Un engagement surprenant
D’après l’étude, 65 % des Européens s'avouent prêts à abandonner leur « destination de rêve » pour contribuer à la lutte contre le changement climatique. Cette statistique saisissante témoigne d'une prise de conscience collective. Ironiquement, chez les 15-29 ans, 54 % avouent être réticents à renoncer à leurs projets de voyage, alors que seulement 47 % des plus de 65 ans partagent cette réserve. En revanche, 47 % des jeunes affirment avoir compensé les émissions de CO2 de leurs vols, contre 32 % des seniors.

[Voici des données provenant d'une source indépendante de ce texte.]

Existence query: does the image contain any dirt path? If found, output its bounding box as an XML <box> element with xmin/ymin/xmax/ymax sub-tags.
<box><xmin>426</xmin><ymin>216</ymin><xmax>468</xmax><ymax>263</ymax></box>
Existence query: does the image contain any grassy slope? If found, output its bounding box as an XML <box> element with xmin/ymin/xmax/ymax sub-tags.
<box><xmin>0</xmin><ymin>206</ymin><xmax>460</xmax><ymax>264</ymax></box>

Pratiques alimentaires et déchets
Les habitudes des seniors se révèlent également plus vertueuses en matière d'alimentation. En effet, 28 % d'entre eux ont diminué leur consommation de viande rouge, tandis que 41 % choisissent des produits locaux ou de saison, contre 24 % et 29 % pour la tranche d'âge des 15-29 ans, respectivement. Dans le domaine de la gestion des déchets, 95 % des seniors trient ou évitent les sacs plastiques, contrastant fortement avec les 82 % des plus jeunes.
Leur comportement écoresponsable s'étend également à la modération du chauffage et à l’extinction des appareils électriques, où ils comptent dix points d’avance sur les jeunes. Bien que les 15-29 ans soient davantage adeptes des transports publics, avec 34 % de préférence contre 24 % pour les plus de 65 ans, cela ne semble pas suffisant pour rattraper leur retard sur d'autres aspects de la durabilité.